At this point, the modified memory cached by the CachingInodeOperations is not written back to the file because it is still in use by the first process that mapped it. When the first process also does:

munmap(A, 0x1000);

Then the last memory mapping of the file at the range [0, 0x1000) is gone. The file's CachingInodeOperations then starts writing back memory marked dirty to the file on its filesystem. Once writing completes, regardless of whether it was successful, the CachingInodeOperations frees the memory cached at the range [0, 0x1000).
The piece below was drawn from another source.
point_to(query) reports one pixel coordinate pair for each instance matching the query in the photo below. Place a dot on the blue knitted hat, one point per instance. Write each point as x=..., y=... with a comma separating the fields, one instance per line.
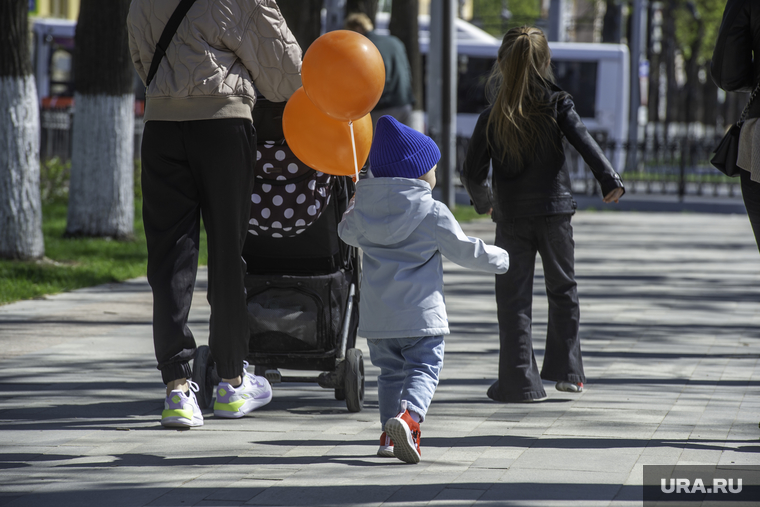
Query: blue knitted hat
x=400, y=151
Subsequent read(2) or write(2) operations on the file go directly to the filesystem since there no longer exists memory for it in its CachingInodeOperations.

Future Work

Page cache

The sentry does not yet implement the readahead and writeback optimizations for read(2) and write(2) respectively. To do so, on read(2) and/or write(2) the sentry must ensure that memory is allocated in a page cache to read or write into. However, the sentry cannot boundlessly allocate memory. If it did, the host would eventually OOM-kill the sentry+application process. This means that the sentry must implement a page cache memory allocation strategy that is bounded by a global user or container imposed limit. When this limit is approached, the sentry must decide from which page cache memory should be freed so that it can allocate more memory. If it makes a poor decision, the sentry may end up freeing and re-allocating memory to back regions of files that are frequently used, nullifying the optimization (and in some cases causing worse performance due to the overhead of memory allocation and general management). This is a form of "cache thrashing".
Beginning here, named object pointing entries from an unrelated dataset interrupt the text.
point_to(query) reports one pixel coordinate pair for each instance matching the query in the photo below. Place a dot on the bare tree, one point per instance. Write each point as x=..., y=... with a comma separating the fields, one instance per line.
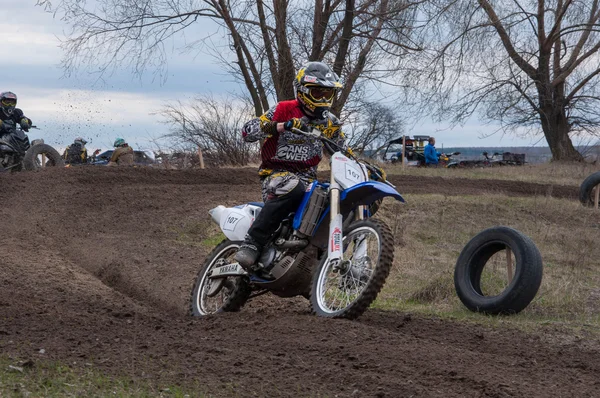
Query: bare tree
x=214, y=126
x=361, y=38
x=527, y=64
x=372, y=126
In Linux, much research has been done to select and implement a lightweight but optimal page cache eviction algorithm. Linux makes use of hardware page bits to keep track of whether memory has been accessed. The sentry does not have direct access to hardware. Implementing a similarly lightweight and optimal page cache eviction algorithm will need to either introduce a kernel interface to obtain these page bits or find a suitable alternative proxy for access events.
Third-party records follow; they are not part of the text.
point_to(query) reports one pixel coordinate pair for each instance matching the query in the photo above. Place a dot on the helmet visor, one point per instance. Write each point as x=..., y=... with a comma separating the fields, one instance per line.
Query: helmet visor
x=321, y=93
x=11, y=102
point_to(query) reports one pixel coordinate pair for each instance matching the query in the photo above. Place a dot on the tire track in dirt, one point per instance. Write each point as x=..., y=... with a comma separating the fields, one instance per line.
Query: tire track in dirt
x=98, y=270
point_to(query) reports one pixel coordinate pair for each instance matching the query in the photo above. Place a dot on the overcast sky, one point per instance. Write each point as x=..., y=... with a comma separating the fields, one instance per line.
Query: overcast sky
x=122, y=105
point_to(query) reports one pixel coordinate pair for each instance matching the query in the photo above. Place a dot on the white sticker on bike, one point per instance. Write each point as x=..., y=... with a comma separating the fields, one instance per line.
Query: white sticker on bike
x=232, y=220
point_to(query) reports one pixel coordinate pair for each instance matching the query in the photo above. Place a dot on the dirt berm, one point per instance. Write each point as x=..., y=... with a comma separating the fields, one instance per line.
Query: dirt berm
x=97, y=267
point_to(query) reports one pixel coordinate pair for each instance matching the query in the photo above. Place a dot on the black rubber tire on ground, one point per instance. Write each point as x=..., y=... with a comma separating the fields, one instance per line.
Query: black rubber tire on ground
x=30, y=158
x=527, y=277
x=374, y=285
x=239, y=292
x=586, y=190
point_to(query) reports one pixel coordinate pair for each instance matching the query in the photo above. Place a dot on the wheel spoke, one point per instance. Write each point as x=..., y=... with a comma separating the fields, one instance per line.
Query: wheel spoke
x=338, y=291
In Linux, readahead happens by default but is not always ideal. For instance, for files that are not read sequentially, it would be more ideal to simply read from only those regions of the file rather than to optimistically cache some number of bytes ahead of the read (up to 2MB in Linux) if the bytes cached won't be accessed. Linux implements the fadvise64(2) system call for applications to specify that a range of a file will not be accessed sequentially. The advice bit FADV_RANDOM turns off the readahead optimization for the given range in the given file. However fadvise64 is rarely used by applications so Linux implements a readahead backoff strategy if reads are not sequential. To ensure that application performance is not degraded, the sentry must implement a similar backoff strategy.